En 2018, la directive Mifid II va largement dominer l’agenda des conseillers financiers. C’est ce qu’explique Albert Verlinden, président de la BZB, la fédération professionnelle qui défend les intérêts des conseillers financiers, à Investment Officer. ‘La nouvelle réglementation a bien plus de répercussions que la plupart des gens ne se l’imaginent aujourd’hui.’
Une charge administrative plus lourde, des exigences de formation plus sévères, et un client toujours plus alerte, voilà de quoi mettre le feu aux poudres au sein de la profession de conseiller financier. La procédure n’a jamais atteint une telle lourdeur et il va en résulter une bataille de consolidation, prédit Verlinden. ‘Le secteur continue de se rétracter. Les bureaux unipersonnels n’existent quasi plus… Nous évoluons vers de plus petites structures de minimum 3 à 5 personnes par bureau, ou des bureaux de plus grande taille de 10 à 20 personnes.’
Médiation de collaboration pour les agents
Au niveau local, ces fusions relèvent plutôt du défi. Des agents dans un premier temps concurrents, se verront contraints de collaborer. Cela requiert une faculté d’adaptation suffisante, pense Verlinden. ‘À l’heure actuelle, le commettant encourage fortement ces fusions locales, mais la question reste de savoir si ce sera encore une grande réussite dans quelques années, car que se passe-t-il en cas de heurts entre eux ? En ce moment, nous mettons sur pied un service de médiation dans le but d’intercéder dans les discussions entre les agents.’
Le secteur prend lentement conscience que la directive Mifid II va plus loin que les fusions. D’après Verlinden, le problème réside dans le fait que le cadre réglementaire européen ne tient pas compte des différences locales.
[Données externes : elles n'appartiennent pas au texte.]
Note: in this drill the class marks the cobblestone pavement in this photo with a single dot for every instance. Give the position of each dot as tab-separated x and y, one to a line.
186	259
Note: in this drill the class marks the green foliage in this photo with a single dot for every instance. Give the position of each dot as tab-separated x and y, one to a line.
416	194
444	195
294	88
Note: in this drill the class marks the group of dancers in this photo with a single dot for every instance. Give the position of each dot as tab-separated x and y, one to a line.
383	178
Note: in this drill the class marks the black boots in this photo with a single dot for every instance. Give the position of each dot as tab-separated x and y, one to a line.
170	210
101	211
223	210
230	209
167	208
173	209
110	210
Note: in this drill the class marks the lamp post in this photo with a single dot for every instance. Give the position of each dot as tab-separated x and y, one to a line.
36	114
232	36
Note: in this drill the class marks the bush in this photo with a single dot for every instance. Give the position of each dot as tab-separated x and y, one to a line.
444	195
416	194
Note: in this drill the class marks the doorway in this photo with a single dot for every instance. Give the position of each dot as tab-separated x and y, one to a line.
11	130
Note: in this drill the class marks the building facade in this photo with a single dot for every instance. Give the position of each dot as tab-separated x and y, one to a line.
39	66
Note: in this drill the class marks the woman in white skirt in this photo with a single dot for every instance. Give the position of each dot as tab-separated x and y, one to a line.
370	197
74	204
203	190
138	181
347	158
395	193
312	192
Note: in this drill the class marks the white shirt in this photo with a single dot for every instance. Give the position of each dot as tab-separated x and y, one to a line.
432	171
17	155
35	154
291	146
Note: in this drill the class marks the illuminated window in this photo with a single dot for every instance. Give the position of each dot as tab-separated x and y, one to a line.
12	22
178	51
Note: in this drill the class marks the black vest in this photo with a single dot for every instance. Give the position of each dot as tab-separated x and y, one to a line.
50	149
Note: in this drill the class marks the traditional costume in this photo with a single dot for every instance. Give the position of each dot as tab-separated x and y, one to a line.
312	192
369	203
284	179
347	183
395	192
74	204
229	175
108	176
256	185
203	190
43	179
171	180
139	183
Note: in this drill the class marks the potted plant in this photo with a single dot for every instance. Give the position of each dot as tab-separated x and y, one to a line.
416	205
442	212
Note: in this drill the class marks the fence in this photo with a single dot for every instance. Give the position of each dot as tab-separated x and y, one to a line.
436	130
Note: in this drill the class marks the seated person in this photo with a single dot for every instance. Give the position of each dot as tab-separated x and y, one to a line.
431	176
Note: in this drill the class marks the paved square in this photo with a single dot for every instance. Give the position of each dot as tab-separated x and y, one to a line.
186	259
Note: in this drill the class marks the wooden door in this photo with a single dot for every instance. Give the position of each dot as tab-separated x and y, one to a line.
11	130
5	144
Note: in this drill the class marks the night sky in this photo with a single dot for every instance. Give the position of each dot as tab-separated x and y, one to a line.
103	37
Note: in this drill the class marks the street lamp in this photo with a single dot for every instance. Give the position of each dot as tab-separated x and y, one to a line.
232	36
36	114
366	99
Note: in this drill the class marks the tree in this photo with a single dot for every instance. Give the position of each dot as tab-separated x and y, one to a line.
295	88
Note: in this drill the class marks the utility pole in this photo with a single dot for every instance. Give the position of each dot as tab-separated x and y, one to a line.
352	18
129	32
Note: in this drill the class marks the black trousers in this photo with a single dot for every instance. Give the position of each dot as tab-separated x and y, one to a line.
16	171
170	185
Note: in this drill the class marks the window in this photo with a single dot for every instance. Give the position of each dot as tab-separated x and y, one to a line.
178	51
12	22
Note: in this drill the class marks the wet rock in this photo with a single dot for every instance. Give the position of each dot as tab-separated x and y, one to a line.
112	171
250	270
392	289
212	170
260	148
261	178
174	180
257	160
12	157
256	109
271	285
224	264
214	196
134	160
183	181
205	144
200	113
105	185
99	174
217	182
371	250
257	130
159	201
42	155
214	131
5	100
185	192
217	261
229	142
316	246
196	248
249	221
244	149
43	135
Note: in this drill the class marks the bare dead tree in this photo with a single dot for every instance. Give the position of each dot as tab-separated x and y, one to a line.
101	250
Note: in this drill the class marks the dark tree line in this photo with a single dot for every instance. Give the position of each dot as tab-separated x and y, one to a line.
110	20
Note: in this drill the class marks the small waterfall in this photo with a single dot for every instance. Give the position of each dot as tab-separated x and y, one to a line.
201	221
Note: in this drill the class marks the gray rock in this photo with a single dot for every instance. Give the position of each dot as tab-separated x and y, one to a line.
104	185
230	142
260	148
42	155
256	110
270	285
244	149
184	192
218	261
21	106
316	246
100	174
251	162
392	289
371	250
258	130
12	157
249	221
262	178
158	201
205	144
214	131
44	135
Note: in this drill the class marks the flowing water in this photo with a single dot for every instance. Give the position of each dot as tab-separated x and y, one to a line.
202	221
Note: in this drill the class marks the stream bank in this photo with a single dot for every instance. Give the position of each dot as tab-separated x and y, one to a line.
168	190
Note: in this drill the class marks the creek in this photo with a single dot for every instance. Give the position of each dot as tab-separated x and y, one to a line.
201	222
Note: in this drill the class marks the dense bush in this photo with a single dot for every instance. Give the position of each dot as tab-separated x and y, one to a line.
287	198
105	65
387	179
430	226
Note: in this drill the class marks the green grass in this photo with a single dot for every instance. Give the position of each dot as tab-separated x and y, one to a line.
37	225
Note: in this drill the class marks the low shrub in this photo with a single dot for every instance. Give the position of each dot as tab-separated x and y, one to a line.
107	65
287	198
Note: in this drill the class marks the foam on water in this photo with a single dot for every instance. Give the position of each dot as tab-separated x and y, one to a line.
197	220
‘En Belgique, les banques ont la liberté de compléter à leur discrétion les documents relatifs à la directive Mifid II. Ce n’est pas clair pour le consommateur final, car un client de différentes banques reçoit donc des questionnaires différents. Sans oublier qu’il doit chaque fois fournir les mêmes informations. Cette défaillance ne mène pas à plus de transparence et d’harmonisation pour le consommateur final. Au contraire.’
Le monde à l’envers
À l’instar d’une kyrielle de ses confrères au sein du secteur, Verlinden craint par ailleurs que dans certains cas, la directive ne produise l’effet inverse que celui qu’elle vise : une meilleure protection du client. ‘Si vous rendez visite à un avocat, on ne vous demande tout de même pas de connaître le code pénal belge par cœur ? Non, c’est précisément l’avocat qui vous conseille ! Pourquoi cette règle s’applique-t-elle alors aux conseils financiers ? Si le client n’a pas la connaissance requise d’un produit, nous ne pouvons pas lui proposer, ni lui donner un avis en la matière.’
Les consommateurs dépourvus de connaissances dans le domaine risquent justement de manœuvrer en bourse de leur propre chef, parce qu’ils n’évaluent pas pleinement la valeur des conseils, estime Verlinden. L’activité « Execution only » (NDT : activité d’exécution en l’absence de mandat de conseil) n’est pas visée par les règles Mifid. Ces consommateurs ne sont donc absolument plus protégés.’
Selon le président du BZB, ce sont surtout les jeunes et les petits capitaux qui feront l’économie des frais d’un conseiller, alors qu’ils auraient précisément tout intérêt à bénéficier d’un avis professionnel. ‘Faire prospérer un capital naissant relève de l’expertise clé du conseiller. Le conseiller vise d’ailleurs une relation à long terme avec son client et ne peut pas faire de bêtises. Aujourd’hui, le petit investisseur ne s’adressera à un conseiller que lorsqu’il aura pour ainsi dire d’abord gaspillé la moitié de son capital en bourse. C’est le monde à l’envers.’